In this next post by Kate Skinner, Professor of African History at the University of Bristol, we celebrate the life and work of Annie Jiagge, an international jurist, for Black History Month 2023.

Born in 1918, Annie Jiagge (née Baëta) was one of a small but growing number of girls in the Gold Coast (Ghana) to attend school, pass the standard VII certificate, and train as a teacher. With the financial support of her mother, however, Annie soon travelled to London, where she studied at the London School of Economics and Lincoln’s Inn. She returned to the Gold Coast as a qualified lawyer in 1950, working first as a barrister and then as a magistrate.

Annie Jiagge, by kind permission of the World Council of Churches, Wikimedia.

Ghana became independent from British colonial rule in 1957. By 1961, President Kwame Nkrumah had appointed Annie Jiagge as a high court judge – one of very first women in the Commonwealth to achieve such a position. Following her appointment to the United Nations Commission on the Status of Women, Annie Jiagge drafted a working document which later became the Declaration on the Elimination of Discrimination Against Women. The declaration was adopted by the United Nations General Assembly in 1967.

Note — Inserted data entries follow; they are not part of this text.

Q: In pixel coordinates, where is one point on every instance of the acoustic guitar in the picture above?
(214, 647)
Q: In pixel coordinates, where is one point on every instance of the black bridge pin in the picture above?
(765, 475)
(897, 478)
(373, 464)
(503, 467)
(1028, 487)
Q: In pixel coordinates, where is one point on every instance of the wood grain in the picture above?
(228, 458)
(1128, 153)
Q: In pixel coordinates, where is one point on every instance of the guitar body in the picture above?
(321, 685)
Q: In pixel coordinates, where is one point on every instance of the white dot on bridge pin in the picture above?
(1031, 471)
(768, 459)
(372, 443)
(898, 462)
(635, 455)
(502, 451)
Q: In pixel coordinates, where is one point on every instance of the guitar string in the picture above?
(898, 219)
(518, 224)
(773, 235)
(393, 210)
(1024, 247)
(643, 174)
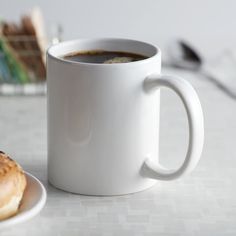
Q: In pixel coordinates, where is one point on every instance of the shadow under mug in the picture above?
(103, 119)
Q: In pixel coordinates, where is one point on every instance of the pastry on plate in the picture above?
(12, 186)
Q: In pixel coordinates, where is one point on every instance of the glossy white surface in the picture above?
(202, 203)
(103, 125)
(32, 203)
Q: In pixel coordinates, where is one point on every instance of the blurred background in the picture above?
(208, 24)
(198, 42)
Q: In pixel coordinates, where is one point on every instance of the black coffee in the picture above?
(104, 57)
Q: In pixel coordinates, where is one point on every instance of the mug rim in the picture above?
(59, 58)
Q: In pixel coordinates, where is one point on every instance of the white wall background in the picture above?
(208, 24)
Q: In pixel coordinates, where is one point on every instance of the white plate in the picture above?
(32, 202)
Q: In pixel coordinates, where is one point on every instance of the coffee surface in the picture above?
(104, 57)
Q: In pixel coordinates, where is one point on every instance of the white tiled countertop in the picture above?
(203, 203)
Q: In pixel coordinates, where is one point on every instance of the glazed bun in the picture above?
(12, 186)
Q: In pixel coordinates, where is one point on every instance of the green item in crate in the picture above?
(17, 69)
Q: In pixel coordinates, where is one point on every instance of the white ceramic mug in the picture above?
(103, 120)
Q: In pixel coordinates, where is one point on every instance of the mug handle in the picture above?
(193, 108)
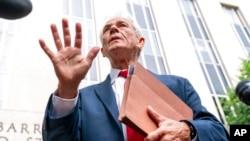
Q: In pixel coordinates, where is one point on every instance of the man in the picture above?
(91, 113)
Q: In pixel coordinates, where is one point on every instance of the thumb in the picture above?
(155, 116)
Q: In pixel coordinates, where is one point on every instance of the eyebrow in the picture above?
(107, 26)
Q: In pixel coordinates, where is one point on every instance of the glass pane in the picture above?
(77, 9)
(225, 84)
(242, 35)
(206, 78)
(246, 31)
(203, 29)
(212, 55)
(186, 7)
(188, 29)
(204, 53)
(150, 22)
(194, 27)
(150, 63)
(215, 79)
(139, 16)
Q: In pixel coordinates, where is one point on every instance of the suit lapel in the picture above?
(106, 95)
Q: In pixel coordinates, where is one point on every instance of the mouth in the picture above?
(114, 39)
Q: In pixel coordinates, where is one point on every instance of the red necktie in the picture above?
(132, 135)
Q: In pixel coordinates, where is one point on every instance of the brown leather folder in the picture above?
(143, 89)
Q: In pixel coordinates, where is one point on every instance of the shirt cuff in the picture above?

The International Women’s Year of 1975 gave additional impetus to proposals to develop the declaration into a binding international convention. Work proceeded through the first few years of the United Nations Decade for Women. In 1979, the United Nations General Assembly approved the Convention of the Elimination of All Forms of Discrimination Against Women (CEDAW). Ghana, along with 63 other states from all around the world, signed the CEDAW in July 1980, at the Copenhagen Conference that marked the mid-way point of the Decade for Women.

The CEDAW proved crucial in defining discrimination, and in setting out obligations on states-parties to enact laws and formulate policies to eliminate discrimination against women. It has spurred mobilisations for gender equality in many countries all around the world for more than forty years.

You can learn more about the remarkable life of Annie Jiagge in the United Nations-sponsored film Fear Woman, and the recent documentary When Women Speak. Both are free-to-view online.

We asked Kate, what drew you to Jiagge?

“Like millions of women around the world, I benefit every day from the international Convention on the Elimination of All Forms of Discrimination Against Women. The convention has prompted women in many countries to mobilise against discrimination, and whilst there is still considerable work to be done, important victories have also been won. I am grateful to Annie Jiagge for her role in the initial development of the convention.”

About the Author

Prof Kate Skinner joined the History Department at the University of Bristol in February 2023. She is currently researching the political history of reforms to laws on inheritance, divorce, child maintenance, adoption, and abortion in postcolonial Ghana.